Le 10 décembre prochain, j'organiserai, en partenariat avec le Commissariat général au développement durable, un colloque intitulé « Système bio inspiré : une opportunité pour la transition écologique », qui amènera des industriels, des ingénieurs et des scientifiques à réfléchir aux moyens d'aider les entreprises en s'inspirant de systèmes vivants naturels. Deux exemples. Il y a quelques années, les ingénieurs se sont inspirés de la vitesse de vol des grands rapaces pour donner aux ailes d'avion un profil relevé, ce qui a permis d'économiser 15 % de carburant ! Dans le désert de Libye, vit un petit coléoptère dont la structure des élytres lui permet de capter sa réserve d'eau – une goutte – pour la journée : cette structure a été modélisée pour produire de l'eau dans le désert du Chili ! Faisons preuve d'humilité : inspirons-nous de cette biodiversité, dont nous faisons partie !

En 2006, nous avons mené une importante expédition au Vanuatu. Nous nous sommes également rendus à Madagascar et au Mozambique.
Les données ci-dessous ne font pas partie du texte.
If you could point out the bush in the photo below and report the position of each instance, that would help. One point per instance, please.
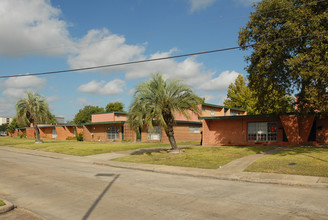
(23, 135)
(70, 138)
(2, 203)
(79, 137)
(126, 140)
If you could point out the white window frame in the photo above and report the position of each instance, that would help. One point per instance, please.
(54, 133)
(262, 132)
(113, 133)
(154, 134)
(194, 129)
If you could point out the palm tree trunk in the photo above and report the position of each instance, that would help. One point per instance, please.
(37, 134)
(170, 135)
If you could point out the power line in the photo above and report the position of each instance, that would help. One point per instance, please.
(174, 28)
(158, 59)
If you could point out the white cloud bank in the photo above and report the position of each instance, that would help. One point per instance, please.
(28, 27)
(220, 83)
(15, 88)
(197, 5)
(113, 87)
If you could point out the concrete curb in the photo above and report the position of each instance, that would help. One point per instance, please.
(6, 208)
(265, 178)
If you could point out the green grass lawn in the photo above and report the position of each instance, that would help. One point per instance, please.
(199, 157)
(79, 148)
(310, 161)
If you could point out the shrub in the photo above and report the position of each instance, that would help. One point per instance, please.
(69, 138)
(23, 135)
(126, 140)
(79, 137)
(2, 203)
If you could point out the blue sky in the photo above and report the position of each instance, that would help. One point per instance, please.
(49, 35)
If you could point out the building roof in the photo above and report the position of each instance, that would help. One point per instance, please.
(237, 117)
(124, 113)
(221, 106)
(105, 122)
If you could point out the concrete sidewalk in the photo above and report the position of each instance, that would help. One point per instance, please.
(231, 171)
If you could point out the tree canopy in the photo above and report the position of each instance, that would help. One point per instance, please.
(240, 96)
(159, 99)
(33, 109)
(84, 115)
(115, 107)
(288, 55)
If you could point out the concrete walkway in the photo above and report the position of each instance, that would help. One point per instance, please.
(231, 171)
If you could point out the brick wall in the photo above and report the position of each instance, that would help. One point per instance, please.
(99, 132)
(234, 131)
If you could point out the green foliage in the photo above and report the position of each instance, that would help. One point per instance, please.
(79, 137)
(279, 69)
(115, 107)
(69, 138)
(159, 99)
(240, 96)
(33, 109)
(3, 127)
(84, 115)
(2, 203)
(23, 135)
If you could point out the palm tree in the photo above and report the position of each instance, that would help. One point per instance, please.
(159, 99)
(33, 109)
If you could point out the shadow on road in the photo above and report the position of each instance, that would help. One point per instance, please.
(86, 216)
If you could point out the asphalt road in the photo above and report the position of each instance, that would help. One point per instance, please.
(66, 189)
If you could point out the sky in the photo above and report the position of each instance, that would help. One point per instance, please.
(50, 35)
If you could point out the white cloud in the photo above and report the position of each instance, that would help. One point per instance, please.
(197, 5)
(221, 82)
(51, 99)
(113, 87)
(81, 101)
(30, 27)
(15, 88)
(247, 2)
(100, 47)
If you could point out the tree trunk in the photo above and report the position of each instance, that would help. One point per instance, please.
(170, 135)
(37, 134)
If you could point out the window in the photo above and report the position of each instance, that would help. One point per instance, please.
(74, 132)
(232, 113)
(112, 133)
(155, 133)
(54, 133)
(194, 129)
(262, 131)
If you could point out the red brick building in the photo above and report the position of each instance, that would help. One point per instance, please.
(264, 129)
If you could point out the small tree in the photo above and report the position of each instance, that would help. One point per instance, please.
(240, 96)
(159, 99)
(84, 115)
(115, 107)
(33, 109)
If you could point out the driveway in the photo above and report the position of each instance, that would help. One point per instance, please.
(76, 189)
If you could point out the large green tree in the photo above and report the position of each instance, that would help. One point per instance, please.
(159, 99)
(84, 115)
(33, 109)
(288, 54)
(115, 107)
(240, 96)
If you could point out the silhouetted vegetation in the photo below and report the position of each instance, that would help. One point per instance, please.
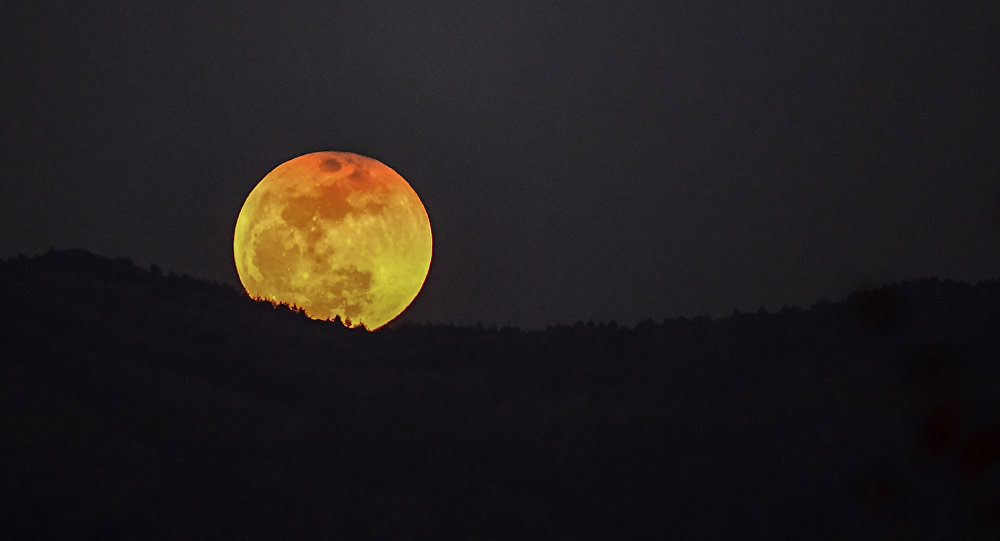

Nous sommes actuellement présents à Madang, en Papouasie-Nouvelle-Guinée, et projetons de nous rendre en Guyane et en Nouvelle-Calédonie. La préservation de notre crédibilité nous impose de rendre la biodiversité que nous avons étudiée aux gens des pays qui nous ont accueillis : j'ai moi-même ramené, en juin 2011, des boîtes de coléoptères et 400 espèces de plantes au premier ministre du Vanuatu.

Enfin, on sait que la population mondiale se concentre désormais dans les villes, tendance qui s'accélèrera au cours des vingt prochaines années. Le Gouvernement a annoncé un objectif de « zéro artificialisation des sols » en 2025. Une vraie écologie urbaine se développe, grâce aux sciences participatives : 10 000 personnes sur Paris et les grandes villes ont répondu à notre programme « Sauvages de ma rue » ! Bref, ramenons la campagne en ville car, pour l'avenir, il nous faudra des villes totalement vertes.